Until now, we have moved in the realm of purely functional SML. Today we will to examine the consequences of this purely functional framework, and the advantages and disadvantages that we gain when we give it up.
As a reminder, let us define a side effect as an interaction between a program and its environment, interaction that results in changes in the state of the respective environment. Common side effects, which we have mentioned in class previously, consist of reading and writing data (commonly referred to as IO or input/output) or reading/resetting the system clock.
In the absence of side effects, an SML function will always execute in the same way, no matter how many times, or when it is executed. If, however, a function would have access to information that allows it to distinguish internally between its various executions, then the value returned by the function could be made dependent on such information. It is clear, for example, that if a function reads in data, the data can differ from execution to execution, allowing for different results every time the function is run. Similarly, if the function can read the system clock, its computed value (e.g. the elapsed time from a reference moment) can also be different at every call. Later today we will talk about ways in which functions can distinguish between their various runs by "remembering" information with the help of so-called "references."

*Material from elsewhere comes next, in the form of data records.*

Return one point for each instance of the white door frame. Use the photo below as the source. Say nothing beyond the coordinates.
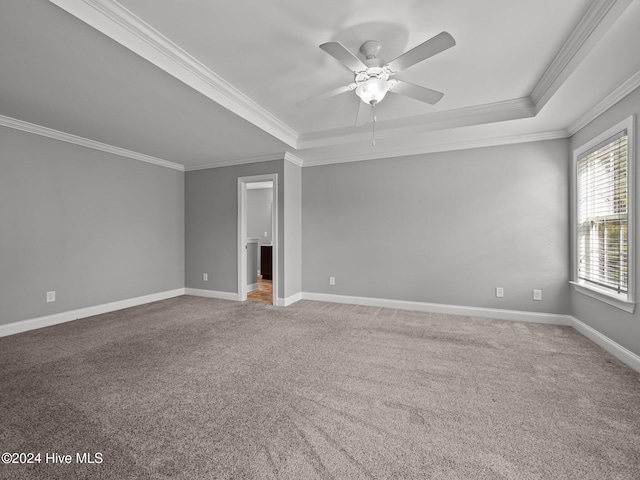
(242, 233)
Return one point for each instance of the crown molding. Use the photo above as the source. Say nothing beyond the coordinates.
(599, 17)
(114, 20)
(462, 117)
(442, 147)
(290, 157)
(85, 142)
(621, 91)
(239, 161)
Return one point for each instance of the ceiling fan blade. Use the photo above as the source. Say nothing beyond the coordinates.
(344, 56)
(364, 113)
(325, 95)
(416, 91)
(431, 47)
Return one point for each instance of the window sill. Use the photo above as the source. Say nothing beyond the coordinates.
(605, 297)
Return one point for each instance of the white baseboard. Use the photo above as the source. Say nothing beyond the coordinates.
(197, 292)
(285, 302)
(606, 343)
(550, 318)
(49, 320)
(592, 334)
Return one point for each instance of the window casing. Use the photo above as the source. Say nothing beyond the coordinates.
(604, 200)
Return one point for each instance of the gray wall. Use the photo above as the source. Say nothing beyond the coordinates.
(211, 224)
(619, 326)
(445, 228)
(292, 229)
(94, 227)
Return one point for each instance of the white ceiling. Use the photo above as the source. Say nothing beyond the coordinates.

The fact that in a purely functional framework an expression will always return the same value, induces the property of "referential transparency" of purely functional programs. "Referential transparency" means that at any time, any expression can be replaced with its value (and any value can be replaced with an expression that evaluates to the respective value) without changing the semantics of the program at hand.
Consider the following example:
let fun square(n: int): int = n * n in (square 2) + (square 5) end
Referential transparency states that all the programs below are equivalent - they will yield the same result:
let fun square(n: int): int = n * n in 4 + (square 5) end let fun square(n: int): int = n * n in (square 2) + 25 end let fun square(n: int): int = n * n in 4 + 25 end let fun square(n: int): int = n * n in 29 end
Referential transparency makes is easier for us to understand functional programs. In particular, we can successively simplify a program by replacing expressions with their values, and we can do this in any order, without us having to worry about inadvertently changing the meaning of the program.
It is clear that if our functions had "memory" and could distinguish between their various executions, then the order of function calls becomes critical and the simple world of referential transparency is lost. The world of side effects is a complicated one; in general imperative programs are harder to understand, while they are easier to get wrong.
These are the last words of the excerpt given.